La procedura per il concorso straordinario prevede alcuni requisiti da valutare con attenzione:

  1. presentare tre anni di servizio nel periodo compreso tra l’a.s. 2008-2009 e l’a.s. 2018-2019 – importante: si può partecipare con riserva se si sta effettuando la terza annualità di servizio nell’a.s. in corso (2019-2020),
  2. almeno una delle tre annualità di servizio di cui sopra deve essere stata svolta nella classe di concorso per la quale si partecipa alle procedure straordinarie,
  3. coloro che hanno invece maturato le tre annualità di servizio nelle scuole paritarie potranno partecipare ma soltanto per ottenere l’abilitazione e
  4. chi intende partecipare per i posti di sostegno dovrà avere, oltre che le annualità di servizio, anche la specializzazione.

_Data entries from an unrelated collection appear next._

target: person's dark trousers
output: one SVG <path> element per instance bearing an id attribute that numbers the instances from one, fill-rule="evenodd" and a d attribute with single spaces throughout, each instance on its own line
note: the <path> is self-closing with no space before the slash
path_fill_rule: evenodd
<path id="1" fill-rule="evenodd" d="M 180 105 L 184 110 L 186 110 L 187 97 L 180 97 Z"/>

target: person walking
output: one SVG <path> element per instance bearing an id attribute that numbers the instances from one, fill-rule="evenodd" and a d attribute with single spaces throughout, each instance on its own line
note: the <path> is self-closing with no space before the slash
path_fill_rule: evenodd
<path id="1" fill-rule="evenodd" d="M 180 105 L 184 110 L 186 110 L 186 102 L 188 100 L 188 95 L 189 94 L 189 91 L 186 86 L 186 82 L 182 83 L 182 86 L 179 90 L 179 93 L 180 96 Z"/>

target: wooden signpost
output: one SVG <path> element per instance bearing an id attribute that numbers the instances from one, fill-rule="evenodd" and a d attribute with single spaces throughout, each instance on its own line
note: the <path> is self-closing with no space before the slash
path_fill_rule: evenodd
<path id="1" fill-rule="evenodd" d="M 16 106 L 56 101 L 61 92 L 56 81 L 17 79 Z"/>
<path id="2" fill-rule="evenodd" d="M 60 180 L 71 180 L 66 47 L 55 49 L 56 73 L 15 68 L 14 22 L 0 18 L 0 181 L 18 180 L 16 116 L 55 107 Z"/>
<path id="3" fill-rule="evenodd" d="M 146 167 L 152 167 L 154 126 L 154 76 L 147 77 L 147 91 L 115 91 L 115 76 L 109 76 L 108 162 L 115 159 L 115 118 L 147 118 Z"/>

Le prove del concorso docenti 2020 straordinario: la procedura è semplificata

La procedura di svolgimento delle prove del concorso sarà semplificata e a svolgimento rapido, in maniera tale da permettere le assunzioni in tempo. Le fasi sono fondamentalmente due:

  1. la prima fase prevede una prova scritta con quesiti a risposta multipla della tipologia ‘computer based’ – la prova è considerata superata con un punteggio pari o superiore a 7/10: per la definizione delle graduatorie di merito si sommeranno al risultato ottenuto la valutazione dei titoli di servizio e la valutazione dei titoli culturali, che andranno presentati nel momento in cui si compila e consegna la domanda; si ricorda che le graduatorie saranno regionali e che il bando prevederà 24mila posti messi a concorso (chiaramente le assunzioni difficilmente avverranno tutte nello stesso anno scolastico, ma le prime dovrebbero partire già dal 1° settembre 2020) e
  2. la seconda fase prevede che i docenti risultati ‘vincitori’ dovranno effettuare l’anno di prova e formazione (almeno 180 giorni di servizio e almeno 120 giorni di attività didattica), fondamentale è il possesso dei 24 CFU, che, qualora il neoassunto non dovesse avere, potrà ottenerli sempre durante il periodo di prova con oneri a carico dello Stato; al termine del periodo, si dovrà essere valutati dal Comitato di Valutazione della Scuola presso la quale si sta prestando servizio con in aggiunta un commissario esterno: si può ripetere l’anno di prova soltanto una volta, qualora si dovesse essere bocciati per due anni di seguito, il contratto di assunzione sarà risolto.

Sulla tempistica di uscita del bando di concorso non ci sono novità e il neoministro non si è pronunciata sulla questione.